Ask HN: Help picking a name for my app - sebastian

I'm developing a forex social webapp. There are two names that I like but unfortunately the .com isn't available for one of them however I was able to get two alternative names.<p>I want to show you the names and ask you to help me pick one from the available options. They are:<p>pipsandchips.com<p>forex is all about making pips. pips and chips sounds kind of like fish and chips and, I think it sounds kind of catchy and fun<p>tradebook.com<p>due to the social nature of my app I think the name would work really well. The .com isn't available but I was able to purchase tradebookhq.com and tradebookapp.com<p>What do you guys recommend?<p>Thanks!
======
pedalpete
I like pips and chips. I had no idea what forex was, but now that I know, it
kinda makes sense. Chips like coins/money, pips, I have no idea why they use
that word.

tradebook doesn't have as memorable a name.

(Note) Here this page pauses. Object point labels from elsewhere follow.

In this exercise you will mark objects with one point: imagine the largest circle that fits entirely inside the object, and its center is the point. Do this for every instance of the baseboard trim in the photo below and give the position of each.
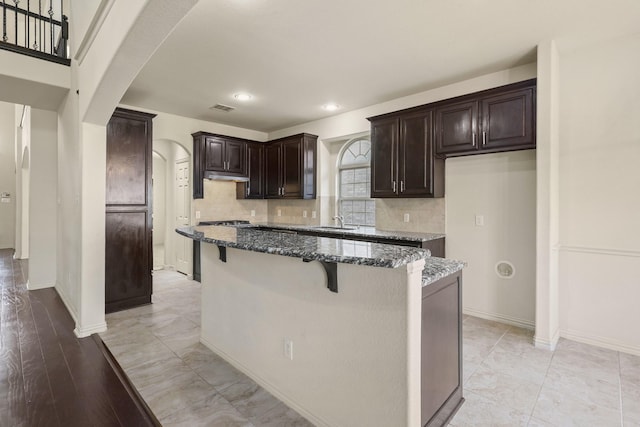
(266, 385)
(599, 341)
(513, 321)
(547, 344)
(86, 331)
(599, 251)
(31, 287)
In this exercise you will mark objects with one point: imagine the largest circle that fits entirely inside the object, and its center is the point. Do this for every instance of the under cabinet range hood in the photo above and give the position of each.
(216, 176)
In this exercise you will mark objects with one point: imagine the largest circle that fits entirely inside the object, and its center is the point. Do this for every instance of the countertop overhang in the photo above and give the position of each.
(324, 249)
(309, 248)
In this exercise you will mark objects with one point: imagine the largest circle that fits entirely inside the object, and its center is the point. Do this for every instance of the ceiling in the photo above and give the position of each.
(294, 56)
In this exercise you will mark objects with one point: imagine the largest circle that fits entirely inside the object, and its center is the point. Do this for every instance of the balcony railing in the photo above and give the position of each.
(36, 28)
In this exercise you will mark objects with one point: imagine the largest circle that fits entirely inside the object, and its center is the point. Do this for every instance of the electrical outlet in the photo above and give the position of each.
(288, 348)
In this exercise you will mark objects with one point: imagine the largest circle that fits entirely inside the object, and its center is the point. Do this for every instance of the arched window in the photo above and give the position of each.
(354, 183)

pips and chips also has a somewhat british ring to it, and with the right
design can really play across the line of old-school established english
financial system (king and country and all that), and a more modern playful
perspective.

I like it!

------
mschaecher
I don't know much about the lingo in the Forex world, but pipsandchips.com is
kinda catchy. But it might be an issue if you ever tried expanding the
network/app to other niches of, say, day traders.

I'm just gonna share a few that popped into my head, not knowing the lingo or
real purpose of the site: getpipped.com igetpips(or pipped).com pippers.com
showmeyourpips.com i-pips.com pippr.com pipster.com

------
sebastian
Thanks for all the feedback. I think I'm going to go with pips and chips. It
definitely sounds a lot more catchy and perhaps easier to remember.

------
ig1
I would imagine that tradebook is a trademark of Bloomberg.